For ease of deployment I publish a build of this code to my Docker Hub account. However, please feel free to download and compile the code yourself.
- I will typically run this from the bash Azure Cloud Shell.
- Update the values to match your environment
Explanation of what each of the arguments in the deployment script do
az container create \
--name "azurestoragetierdemo" \ <-- the name you want to use for the ACI instance
--resource-group "tierdemo" \ <-- the name of the resource group that you want to deploy the ACI instance to
--location southcentralus \ <-- the region you want to deploy the ACI instance to (this should match the region the storage account is in)

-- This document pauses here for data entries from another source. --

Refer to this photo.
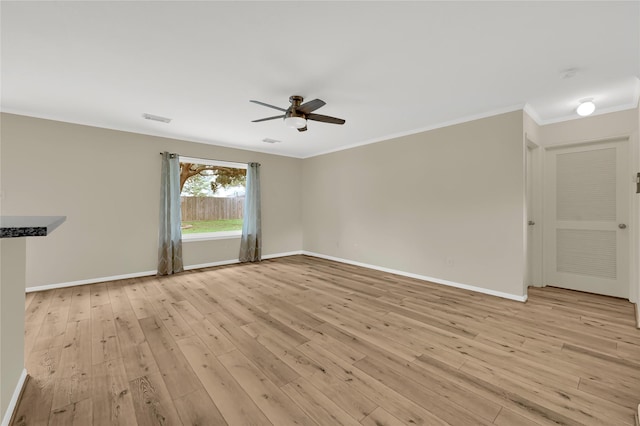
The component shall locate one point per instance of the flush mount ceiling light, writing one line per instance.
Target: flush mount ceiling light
(586, 108)
(156, 118)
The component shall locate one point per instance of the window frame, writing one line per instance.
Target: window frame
(208, 236)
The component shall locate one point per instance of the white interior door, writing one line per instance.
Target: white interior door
(587, 218)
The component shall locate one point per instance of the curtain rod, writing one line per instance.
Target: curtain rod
(210, 159)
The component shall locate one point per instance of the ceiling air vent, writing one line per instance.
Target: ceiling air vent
(156, 118)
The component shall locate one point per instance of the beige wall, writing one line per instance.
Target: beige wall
(107, 184)
(622, 123)
(412, 203)
(602, 127)
(12, 299)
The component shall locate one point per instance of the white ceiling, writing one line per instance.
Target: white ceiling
(387, 68)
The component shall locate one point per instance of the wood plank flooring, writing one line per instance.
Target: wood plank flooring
(305, 341)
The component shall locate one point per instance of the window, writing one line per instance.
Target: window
(212, 198)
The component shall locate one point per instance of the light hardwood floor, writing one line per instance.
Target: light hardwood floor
(300, 340)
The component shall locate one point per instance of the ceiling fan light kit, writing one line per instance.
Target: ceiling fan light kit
(297, 114)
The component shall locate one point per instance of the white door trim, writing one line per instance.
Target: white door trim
(535, 174)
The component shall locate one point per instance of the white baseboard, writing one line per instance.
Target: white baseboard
(89, 281)
(147, 273)
(422, 277)
(14, 398)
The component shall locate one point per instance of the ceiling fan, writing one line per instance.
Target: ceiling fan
(297, 114)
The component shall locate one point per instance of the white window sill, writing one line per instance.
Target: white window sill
(207, 236)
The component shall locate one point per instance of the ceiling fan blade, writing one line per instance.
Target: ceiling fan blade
(267, 105)
(268, 118)
(325, 119)
(311, 106)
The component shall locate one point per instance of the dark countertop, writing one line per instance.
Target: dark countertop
(28, 226)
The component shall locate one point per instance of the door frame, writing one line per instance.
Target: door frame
(533, 194)
(634, 236)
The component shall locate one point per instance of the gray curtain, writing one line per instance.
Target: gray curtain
(170, 235)
(251, 242)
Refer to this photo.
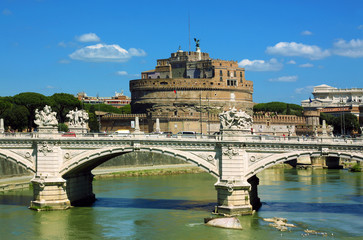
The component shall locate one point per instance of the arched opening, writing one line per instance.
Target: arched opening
(79, 178)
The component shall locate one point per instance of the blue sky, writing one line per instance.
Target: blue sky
(286, 47)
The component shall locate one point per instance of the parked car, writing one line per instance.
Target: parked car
(121, 132)
(69, 134)
(187, 134)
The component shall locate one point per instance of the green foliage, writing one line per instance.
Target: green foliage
(5, 104)
(62, 103)
(16, 117)
(279, 108)
(93, 122)
(62, 127)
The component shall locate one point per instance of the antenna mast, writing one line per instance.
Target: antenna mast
(189, 29)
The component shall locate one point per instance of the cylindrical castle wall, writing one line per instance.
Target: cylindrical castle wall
(211, 93)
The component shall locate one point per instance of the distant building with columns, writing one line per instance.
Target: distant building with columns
(336, 101)
(119, 100)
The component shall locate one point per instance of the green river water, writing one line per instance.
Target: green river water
(173, 207)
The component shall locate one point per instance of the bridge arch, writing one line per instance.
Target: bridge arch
(25, 162)
(284, 157)
(91, 159)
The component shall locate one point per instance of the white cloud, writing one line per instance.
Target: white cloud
(122, 73)
(353, 48)
(304, 90)
(298, 49)
(6, 12)
(284, 79)
(104, 53)
(261, 65)
(137, 52)
(64, 61)
(62, 44)
(306, 65)
(306, 33)
(88, 37)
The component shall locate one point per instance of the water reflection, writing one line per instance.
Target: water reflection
(173, 207)
(155, 204)
(355, 209)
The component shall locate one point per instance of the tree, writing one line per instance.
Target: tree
(62, 103)
(93, 123)
(5, 104)
(31, 101)
(16, 117)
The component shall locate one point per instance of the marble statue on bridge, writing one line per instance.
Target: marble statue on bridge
(78, 121)
(77, 118)
(234, 119)
(45, 117)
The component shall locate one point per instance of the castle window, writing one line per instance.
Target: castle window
(231, 82)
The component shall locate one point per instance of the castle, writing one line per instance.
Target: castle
(191, 83)
(187, 91)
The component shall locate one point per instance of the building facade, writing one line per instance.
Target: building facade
(336, 101)
(119, 100)
(191, 82)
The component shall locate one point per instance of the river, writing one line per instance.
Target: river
(173, 207)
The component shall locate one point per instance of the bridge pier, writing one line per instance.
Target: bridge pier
(49, 193)
(79, 188)
(237, 197)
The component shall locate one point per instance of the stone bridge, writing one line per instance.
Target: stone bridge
(62, 165)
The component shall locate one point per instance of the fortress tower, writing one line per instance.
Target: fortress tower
(189, 82)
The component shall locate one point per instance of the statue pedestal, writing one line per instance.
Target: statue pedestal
(234, 134)
(48, 130)
(78, 130)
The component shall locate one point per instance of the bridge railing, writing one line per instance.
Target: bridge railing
(197, 137)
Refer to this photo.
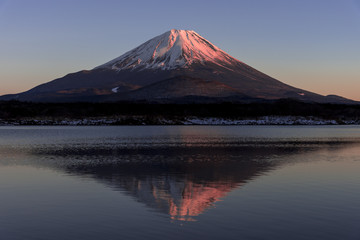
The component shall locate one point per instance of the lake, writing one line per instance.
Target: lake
(180, 182)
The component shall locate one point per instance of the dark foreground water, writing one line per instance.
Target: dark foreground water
(180, 182)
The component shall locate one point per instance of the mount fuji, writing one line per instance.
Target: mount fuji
(176, 66)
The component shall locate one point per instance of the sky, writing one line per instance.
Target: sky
(309, 44)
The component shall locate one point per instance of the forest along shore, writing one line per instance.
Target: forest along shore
(280, 112)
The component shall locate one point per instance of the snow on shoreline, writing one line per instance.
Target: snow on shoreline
(143, 120)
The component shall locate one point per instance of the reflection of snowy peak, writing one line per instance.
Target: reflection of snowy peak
(173, 49)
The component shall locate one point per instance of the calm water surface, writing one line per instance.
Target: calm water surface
(180, 182)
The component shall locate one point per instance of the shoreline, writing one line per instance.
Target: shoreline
(151, 120)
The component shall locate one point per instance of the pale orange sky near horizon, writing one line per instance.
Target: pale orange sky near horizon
(309, 45)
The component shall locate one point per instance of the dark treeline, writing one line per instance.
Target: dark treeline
(17, 110)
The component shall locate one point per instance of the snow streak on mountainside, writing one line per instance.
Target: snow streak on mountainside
(171, 50)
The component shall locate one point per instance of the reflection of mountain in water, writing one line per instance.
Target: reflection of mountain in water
(182, 182)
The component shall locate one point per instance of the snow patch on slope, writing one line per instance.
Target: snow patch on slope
(173, 49)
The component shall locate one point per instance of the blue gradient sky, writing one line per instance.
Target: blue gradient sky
(310, 44)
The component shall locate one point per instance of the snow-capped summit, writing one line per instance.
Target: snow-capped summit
(170, 50)
(176, 66)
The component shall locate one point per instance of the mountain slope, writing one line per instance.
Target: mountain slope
(155, 69)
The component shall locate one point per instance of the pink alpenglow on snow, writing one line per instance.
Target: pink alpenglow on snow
(173, 49)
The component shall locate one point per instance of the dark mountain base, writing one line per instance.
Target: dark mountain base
(150, 113)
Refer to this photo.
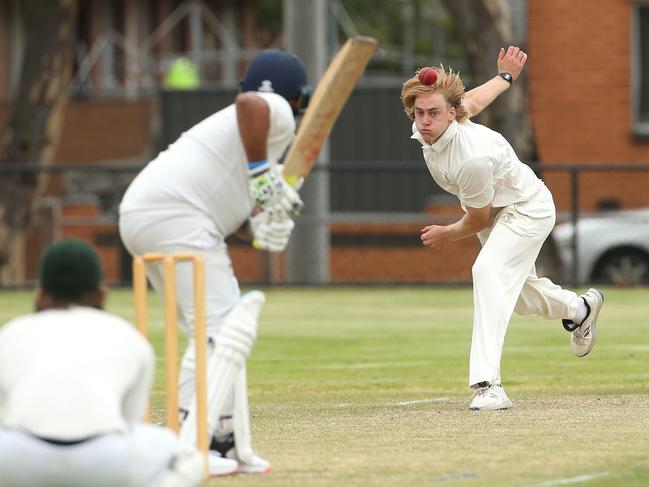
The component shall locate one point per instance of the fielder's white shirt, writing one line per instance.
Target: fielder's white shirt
(206, 168)
(479, 166)
(72, 373)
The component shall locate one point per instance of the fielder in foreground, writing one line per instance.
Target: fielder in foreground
(74, 383)
(509, 209)
(218, 176)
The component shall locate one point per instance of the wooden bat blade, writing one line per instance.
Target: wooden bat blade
(327, 102)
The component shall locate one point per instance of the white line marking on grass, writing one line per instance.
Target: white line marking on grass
(371, 365)
(572, 480)
(421, 401)
(455, 476)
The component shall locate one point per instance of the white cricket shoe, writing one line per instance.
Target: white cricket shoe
(583, 337)
(217, 465)
(255, 464)
(489, 397)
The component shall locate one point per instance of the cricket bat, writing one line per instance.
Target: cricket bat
(329, 97)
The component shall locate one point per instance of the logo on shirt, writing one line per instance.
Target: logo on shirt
(266, 86)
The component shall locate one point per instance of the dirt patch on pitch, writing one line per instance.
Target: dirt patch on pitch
(434, 442)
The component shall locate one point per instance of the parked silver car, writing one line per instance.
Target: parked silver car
(613, 247)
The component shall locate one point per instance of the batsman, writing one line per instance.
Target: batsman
(219, 178)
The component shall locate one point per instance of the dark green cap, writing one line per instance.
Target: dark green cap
(70, 268)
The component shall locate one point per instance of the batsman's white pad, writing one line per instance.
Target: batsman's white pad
(229, 356)
(241, 418)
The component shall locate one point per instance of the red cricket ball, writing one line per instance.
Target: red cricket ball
(427, 76)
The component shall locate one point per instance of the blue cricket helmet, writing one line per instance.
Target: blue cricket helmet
(277, 71)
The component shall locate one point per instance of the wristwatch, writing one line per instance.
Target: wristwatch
(506, 76)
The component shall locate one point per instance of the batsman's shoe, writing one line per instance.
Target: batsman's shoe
(224, 446)
(583, 337)
(489, 397)
(217, 465)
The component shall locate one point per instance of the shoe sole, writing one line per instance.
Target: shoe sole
(593, 324)
(503, 408)
(242, 470)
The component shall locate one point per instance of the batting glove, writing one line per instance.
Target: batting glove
(270, 233)
(273, 193)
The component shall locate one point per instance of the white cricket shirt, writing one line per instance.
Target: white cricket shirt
(72, 373)
(206, 168)
(479, 166)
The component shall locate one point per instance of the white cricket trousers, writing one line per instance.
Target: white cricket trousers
(139, 458)
(505, 280)
(186, 231)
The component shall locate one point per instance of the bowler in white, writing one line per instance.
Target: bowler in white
(509, 209)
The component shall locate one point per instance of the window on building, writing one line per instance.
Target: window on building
(640, 69)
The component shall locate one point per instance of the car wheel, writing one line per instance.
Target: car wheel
(623, 267)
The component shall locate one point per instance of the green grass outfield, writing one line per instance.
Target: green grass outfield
(353, 386)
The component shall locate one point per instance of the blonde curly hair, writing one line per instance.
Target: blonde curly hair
(448, 83)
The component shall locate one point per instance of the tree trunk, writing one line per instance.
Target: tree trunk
(35, 120)
(485, 26)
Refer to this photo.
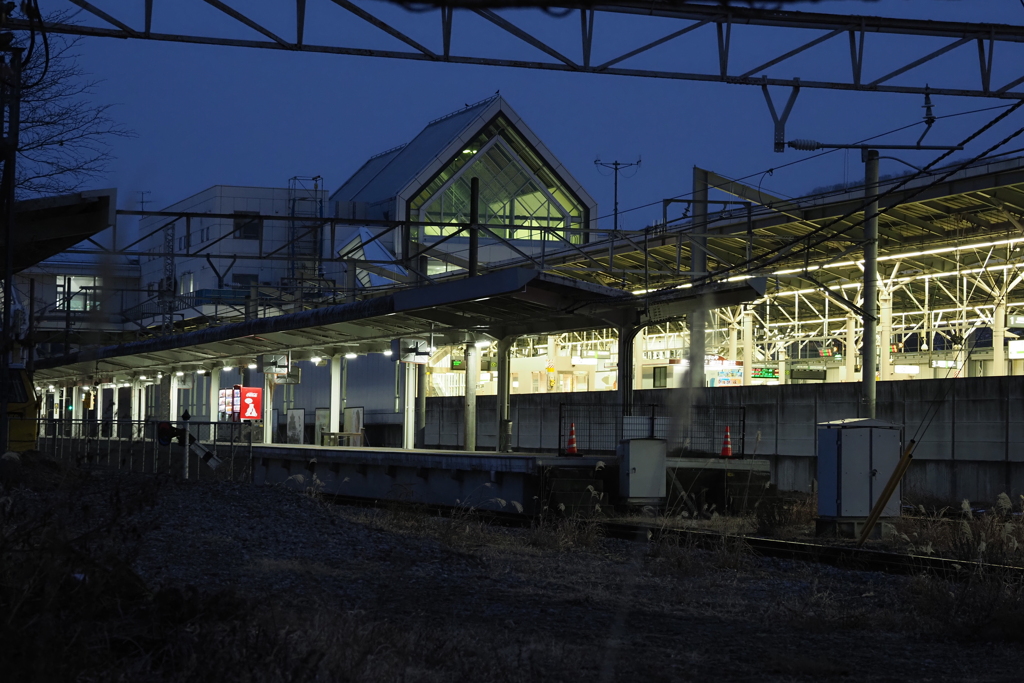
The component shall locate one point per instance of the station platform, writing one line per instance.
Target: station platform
(520, 483)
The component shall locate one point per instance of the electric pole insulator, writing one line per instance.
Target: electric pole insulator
(805, 145)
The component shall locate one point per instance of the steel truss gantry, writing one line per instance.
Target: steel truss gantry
(582, 41)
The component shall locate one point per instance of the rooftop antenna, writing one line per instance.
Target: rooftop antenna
(929, 115)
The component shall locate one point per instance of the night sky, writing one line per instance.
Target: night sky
(208, 115)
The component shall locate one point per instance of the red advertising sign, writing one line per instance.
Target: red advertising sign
(252, 403)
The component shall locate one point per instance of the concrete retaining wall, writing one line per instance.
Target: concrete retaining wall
(973, 445)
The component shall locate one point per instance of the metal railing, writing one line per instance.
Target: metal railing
(599, 428)
(210, 451)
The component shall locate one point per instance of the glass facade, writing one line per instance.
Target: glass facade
(520, 197)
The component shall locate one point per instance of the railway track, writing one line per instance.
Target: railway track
(846, 557)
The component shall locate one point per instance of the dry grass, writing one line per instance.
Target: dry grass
(995, 538)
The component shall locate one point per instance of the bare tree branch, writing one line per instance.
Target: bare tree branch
(65, 136)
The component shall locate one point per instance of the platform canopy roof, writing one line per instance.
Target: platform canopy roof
(47, 225)
(510, 302)
(932, 228)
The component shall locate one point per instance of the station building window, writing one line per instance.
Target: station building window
(79, 292)
(247, 225)
(520, 197)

--cpu 2 \ <-- the amount of CPU to give your ACI instance
--memory 4 \ <-- the amount of Memory to give your ACI instance
--image "sweisfel/azurestoragetierdemo:latest" \ <-- the docker container to deploy into the ACI instance
--restart-policy Never \ <-- We dont want ACI to restart if it fails/finishes as every time we run the container it starts over
--no-wait \ <-- We dont want the CLI to wait for the deployment to complete before it returns control back to you
--environment-variables \
APPINSIGHTS_INSTRUMENTATIONKEY="key" \ <-- the key from App Insights (its a GUID)
StorageConnectionString="connection string" \ <-- the connection string to your storage account (looks like this "DefaultEndpointsProtocol=https;AccountName=foo;AccountKey=bar;EndpointSuffix=core.windows.net")
Container="container name" \ <-- the storage container that your blobs are in
Prefix="" \ <-- the path to the blobs if you only want to scan a subset of the container
WhatIf="false" \ <-- runs the app in whatif mode, in this mode it will do the scan, but not make any changes
ThreadCount="0" \ <-- set to 0 to use the default number of threads, or enter a custom value
TargetAccessTier="Hot" <-- what tier you want the blobs moved to, either "Hot" or "Cool"
Script without comments for you to copy/paste
az container create \
--name "azurestoragetierdemo" \
--resource-group "my rg" \
--location southcentralus \
--cpu 2 \
--memory 4 \
--image "sweisfel/azurestoragetierdemo:latest" \
--restart-policy Never \
--no-wait \
--environment-variables \
APPINSIGHTS_INSTRUMENTATIONKEY="my key" \
StorageConnectionString="my connection string" \
Container="container name" \
Prefix="" \
WhatIf="false" \
ThreadCount="0" \
TargetAccessTier="Hot"
- Deploy the ACI instance to the SAME region your storage account is in. This will reduce network latency on the calls between the app and the storage account.
- Running the application in
WhatIf
mode is a good way to get an idea of if the files have been read off of archive and put back in your tier of choice (hot/cool). However, it needs to scan each object in the container to do this. For larger containers this will take time and consume storage transactions. - You can rerun the above bash script with different values for your environmental variables to change them, without needing to delete and recreate the ACI instance.
- You can run multiple instances of ACI (with different names) if you want to process multiple storage accounts/containers at the same time.
You can run this Kusto query against the Log Analytics Workspace to see logs for the last run.
let runs = AppDependencies | summarize TimeGenerated=max(TimeGenerated) by run=tostring(Properties["Run"]) | order by TimeGenerated | take 1 ;
AppDependencies
| where tostring(Properties["Run"]) in (runs)
| extend run=tostring(Properties["Run"])
| order by TimeGenerated
When you finish you can delete the ACI instances, App Insights and Log Analytics. However, you might want to hang onto the App Insights and Log Analytics logs incase you might need the info later or might need to do another run later.